And perhaps by accident, when I first played Skyrim I did the most perfect character design with skill focuses applied to some mix of alchemy, enchantment, and blacksmithing. I essentially circled the buffs back into each other like potions to create better enchantment, enchantments to create better potions, round and round until I was tired of it and just settled on something to buff my blacksmithing, used my best resources and created some of the most ridonkulous OP armor and bow and I could take down dragons and trolls with single shot, basically what I did in Morrowind all over again.

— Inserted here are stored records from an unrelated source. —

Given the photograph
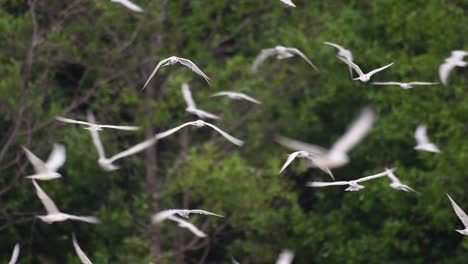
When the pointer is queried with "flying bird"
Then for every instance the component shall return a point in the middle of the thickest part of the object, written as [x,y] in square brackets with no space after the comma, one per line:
[352,185]
[15,254]
[396,183]
[93,126]
[84,259]
[129,5]
[343,53]
[48,170]
[163,215]
[405,85]
[237,96]
[422,140]
[200,123]
[191,106]
[363,77]
[461,214]
[455,60]
[280,52]
[337,155]
[53,213]
[173,60]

These games scream for players to game the system, but to do that you have to understand that system. Now, these two examples are perhaps the most grotesque examples because they suck all the fun out of the game afterwards, but they were fun to unravel. But gamers at large game the system whenever and wherever they can. Perhaps people's limits are just inherent in their comprehension and observation and problem solving, but no doubt the drive is universal. I imagine if a game has a casino and offers high stakes games and players can save before throwing everything they own at a roulette table or a single hand of blackjack, they will, and if they fail, they'll just reload. Or rather than spend a skill point to upgrade pick-pocketing, if they need something from an NPC, perhaps just walk up to their back pocket sneaking, save, attempt, if failed, reload and repeat until successful. It comes in all ways shapes and forms, and people will do it.
I don't want to say Joe didn't have more fun because he didn't game the system, but he certainly exhibited positions that told me he'd be incapable of doing so because he never really understood what that system was. He'd scream about things he just couldn't wrap his head around. And it's rather shocking he never did get a grasp on a better understanding, be it with the several weeks he put into it, his engagement with others online, his two goons standing over his shoulder the last several weeks.
Overall I'd say regardless I stand with his assessment of flawed but fun. But the hour-plus of minutiae that brought him to that conclusion are largely flawed. And here is a game that can be improved. No doubt devs are listening. But to get good feedback... well, they need people to offer good feedback to be heard. Joe's feedback is largely counter-productive because it just doesn't nail the issues right or also fails to recognize causality, but unfortunately, that's the kind of dumb shit the devs will have to placate.
And I won't fault him for being wrong, people should be allowed to be wrong, he at least tried his best, but if you're going to be a critic, if you're going to critique a game, you have to do some critical thinking. Joe let his lizard brain dictate this review.